Economy

South Carolina is Considering Drastic Action to Cut College Funding

February 11th 2015

Another day, another story about a state de-funding higher education. This time it's South Carolina -- where the South Carolina House of Representatives has recommended that South Carolina State -- the state's only historically black college -- close for two years in order to get its financial house in order. 

Saying the college needs a "clean slate," legislators recommend firing the college's employees, board of trustees, and administrators and reopening in 2017, according to South Carolina newspaper The State. Students who maintain a 2.5 GPA would be eligible for state-funded scholarships to go to other public colleges or other historically black schools.

“We are looking at a bankrupt institution,” said state Rep. Jim Merrill, who chairs the committee making this recommendation, told The State. “No one takes any pleasure in recommending this.”

That said,The State says the proposal is a "long shot" to actually pass the legislature. The South Carolina Senate has a plan to bail out the school with a $12 million cash infusion. The school received a loan last year for $6 million.

South Carolina State's president Thomas Elezy was defiant today, saying that the school would not close.

"I want to make one thing clear. SC State will not close," Elezy said in a statement. "I did not come to this university to serve as its president or for us to fail, and our board has made the same commitment."

The college has asked for $50 million more in funding from the state. Gov. Nikki Haley (R) is against more funding until the college has a better financial plan.

This is a nationwide trend.

While the situations facing each state vary, there is one constant: states are cutting funding for higher education.

State funding of public universities has been trending downward for decades because when state governments experience fiscal shortfalls, colleges are usually first on the chopping block. The decline in government funding usually results in higher tuition, as university administrators seek to recoup the money from the next immediately available source.

The problem, though, is that these cuts are never temporary. When the fiscal crisis ends and the budget becomes balanced, the cuts to state funding have usually not been restored; instead, the reduced levels of funding become the new baseline. And the next time there’s a budget crunch, the cycle repeats all over again. It works like a ratchet: funding can go down very easily, but good luck getting it to go back where it was.

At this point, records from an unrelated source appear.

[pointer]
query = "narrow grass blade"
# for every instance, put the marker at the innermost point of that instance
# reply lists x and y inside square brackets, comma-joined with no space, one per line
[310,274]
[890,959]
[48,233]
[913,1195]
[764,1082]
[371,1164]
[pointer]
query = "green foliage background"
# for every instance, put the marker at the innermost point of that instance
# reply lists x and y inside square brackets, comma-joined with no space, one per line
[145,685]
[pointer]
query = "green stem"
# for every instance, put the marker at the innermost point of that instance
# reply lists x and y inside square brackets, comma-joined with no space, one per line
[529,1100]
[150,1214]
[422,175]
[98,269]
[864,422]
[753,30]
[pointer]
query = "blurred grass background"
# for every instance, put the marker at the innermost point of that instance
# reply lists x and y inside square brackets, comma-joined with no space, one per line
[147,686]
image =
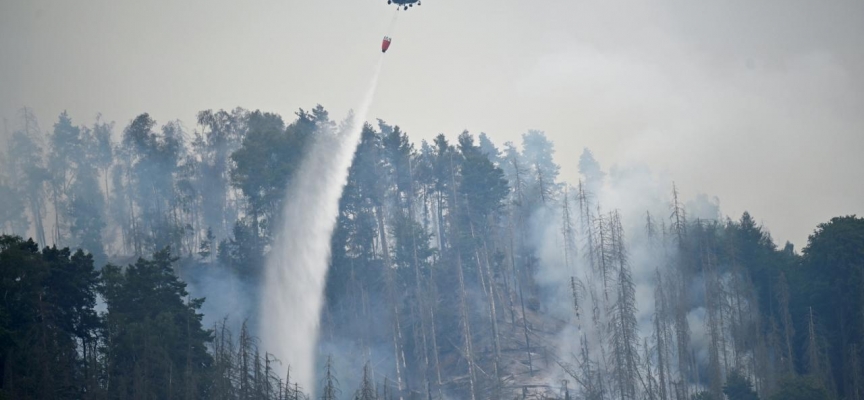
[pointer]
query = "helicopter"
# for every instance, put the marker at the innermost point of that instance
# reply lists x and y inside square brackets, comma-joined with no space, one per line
[404,3]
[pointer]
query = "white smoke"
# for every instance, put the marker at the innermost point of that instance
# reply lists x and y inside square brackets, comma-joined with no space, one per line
[296,268]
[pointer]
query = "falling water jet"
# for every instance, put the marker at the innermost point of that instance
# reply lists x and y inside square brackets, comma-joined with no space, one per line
[296,268]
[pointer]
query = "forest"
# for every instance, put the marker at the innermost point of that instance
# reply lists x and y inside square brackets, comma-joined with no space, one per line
[131,257]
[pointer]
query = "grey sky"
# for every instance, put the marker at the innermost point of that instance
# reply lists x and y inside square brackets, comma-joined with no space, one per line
[760,103]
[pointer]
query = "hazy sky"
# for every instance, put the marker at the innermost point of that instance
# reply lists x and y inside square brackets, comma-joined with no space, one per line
[758,102]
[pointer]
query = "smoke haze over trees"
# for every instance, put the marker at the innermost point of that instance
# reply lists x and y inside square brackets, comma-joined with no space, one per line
[461,268]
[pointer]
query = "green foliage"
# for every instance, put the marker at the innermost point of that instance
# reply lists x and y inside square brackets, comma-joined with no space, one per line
[47,312]
[156,346]
[738,387]
[800,388]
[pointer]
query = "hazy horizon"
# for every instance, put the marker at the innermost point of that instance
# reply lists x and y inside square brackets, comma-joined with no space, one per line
[761,105]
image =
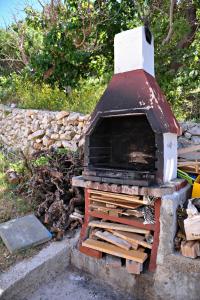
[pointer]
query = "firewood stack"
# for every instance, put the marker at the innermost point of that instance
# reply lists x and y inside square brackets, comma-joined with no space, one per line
[119,227]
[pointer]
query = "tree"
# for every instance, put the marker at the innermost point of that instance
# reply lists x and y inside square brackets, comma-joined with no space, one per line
[74,39]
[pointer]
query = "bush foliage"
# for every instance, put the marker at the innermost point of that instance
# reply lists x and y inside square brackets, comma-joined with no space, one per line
[63,51]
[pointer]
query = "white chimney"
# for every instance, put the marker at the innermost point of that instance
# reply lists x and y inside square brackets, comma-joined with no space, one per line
[134,50]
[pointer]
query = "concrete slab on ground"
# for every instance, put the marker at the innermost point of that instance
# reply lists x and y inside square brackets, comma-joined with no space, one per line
[77,285]
[24,232]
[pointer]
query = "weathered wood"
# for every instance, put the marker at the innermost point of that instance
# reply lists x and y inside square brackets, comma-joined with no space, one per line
[188,149]
[156,191]
[190,249]
[132,237]
[131,206]
[132,212]
[116,226]
[115,200]
[122,197]
[110,238]
[116,251]
[192,228]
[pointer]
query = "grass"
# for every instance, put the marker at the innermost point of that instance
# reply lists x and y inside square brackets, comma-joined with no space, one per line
[11,206]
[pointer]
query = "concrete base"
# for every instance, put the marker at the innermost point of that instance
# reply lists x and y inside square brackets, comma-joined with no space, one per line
[176,277]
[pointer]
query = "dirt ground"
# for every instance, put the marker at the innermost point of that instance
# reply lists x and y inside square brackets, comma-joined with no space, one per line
[76,285]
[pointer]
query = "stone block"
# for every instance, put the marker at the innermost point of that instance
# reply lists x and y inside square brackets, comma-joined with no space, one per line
[36,134]
[133,267]
[55,136]
[23,233]
[195,139]
[195,130]
[62,115]
[113,261]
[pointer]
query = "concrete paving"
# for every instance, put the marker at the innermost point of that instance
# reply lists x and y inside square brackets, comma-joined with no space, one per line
[24,232]
[76,285]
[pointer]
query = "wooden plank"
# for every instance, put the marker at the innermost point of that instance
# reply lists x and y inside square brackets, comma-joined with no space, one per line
[114,203]
[190,249]
[133,267]
[116,226]
[131,221]
[116,251]
[132,237]
[134,199]
[115,200]
[110,238]
[188,149]
[132,212]
[187,163]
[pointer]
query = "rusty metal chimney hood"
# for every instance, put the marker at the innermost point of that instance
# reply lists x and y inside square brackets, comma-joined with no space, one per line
[132,92]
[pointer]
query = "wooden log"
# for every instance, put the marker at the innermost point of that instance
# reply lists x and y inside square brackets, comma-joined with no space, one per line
[192,228]
[132,237]
[116,251]
[188,149]
[122,197]
[120,204]
[190,249]
[132,212]
[116,226]
[110,238]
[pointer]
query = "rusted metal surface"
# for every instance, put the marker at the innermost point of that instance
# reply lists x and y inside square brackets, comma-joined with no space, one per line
[136,92]
[156,191]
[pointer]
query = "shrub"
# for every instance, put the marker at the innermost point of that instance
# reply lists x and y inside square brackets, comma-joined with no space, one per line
[27,94]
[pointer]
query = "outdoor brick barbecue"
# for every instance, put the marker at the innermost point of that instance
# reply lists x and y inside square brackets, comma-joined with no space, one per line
[132,137]
[130,155]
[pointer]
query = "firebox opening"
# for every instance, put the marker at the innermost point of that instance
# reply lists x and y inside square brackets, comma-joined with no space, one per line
[124,143]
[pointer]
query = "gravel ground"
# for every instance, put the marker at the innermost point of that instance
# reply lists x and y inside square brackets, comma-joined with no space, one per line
[76,285]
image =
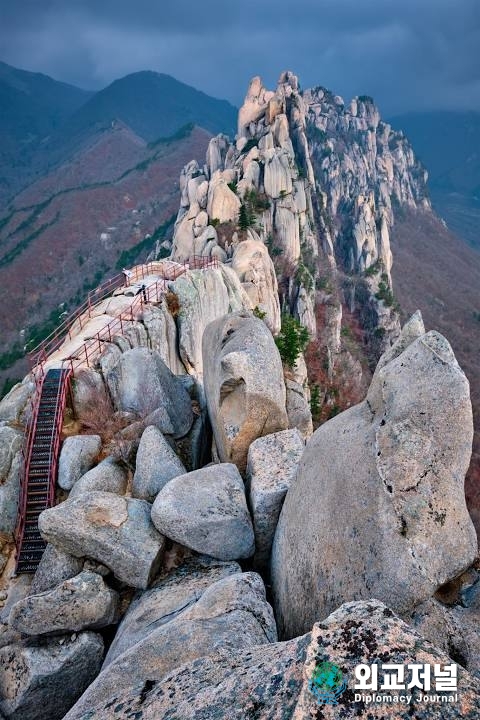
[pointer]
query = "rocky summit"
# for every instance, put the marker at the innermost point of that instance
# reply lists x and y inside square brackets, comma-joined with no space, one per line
[234,487]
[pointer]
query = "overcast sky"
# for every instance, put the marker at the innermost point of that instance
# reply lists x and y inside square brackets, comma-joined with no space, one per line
[408,54]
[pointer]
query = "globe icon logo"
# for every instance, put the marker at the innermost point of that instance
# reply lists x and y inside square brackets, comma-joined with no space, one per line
[327,683]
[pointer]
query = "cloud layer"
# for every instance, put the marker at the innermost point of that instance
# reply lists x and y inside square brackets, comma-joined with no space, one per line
[410,54]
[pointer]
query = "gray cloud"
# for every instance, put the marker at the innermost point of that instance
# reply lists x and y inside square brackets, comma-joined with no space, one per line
[409,55]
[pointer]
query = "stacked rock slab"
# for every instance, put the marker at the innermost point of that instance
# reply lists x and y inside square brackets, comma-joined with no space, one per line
[41,681]
[271,468]
[378,507]
[244,385]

South Carolina follows on the heels of Wisconsin -- where Gov. Scott Walker has proposed cutting $300 million from the University of Wisconsin System -- and Kansas -- where Gov. Sam Brownback announced $45 million in cuts.

The solution? Voting.

Until voters demand that state legislators prioritize higher education funding, colleges will continue to lose revenue from states, and they will do what they always do to make up the difference: raise tuition. The best way to make your demands heard? Vote for politicians who won't cut college funding.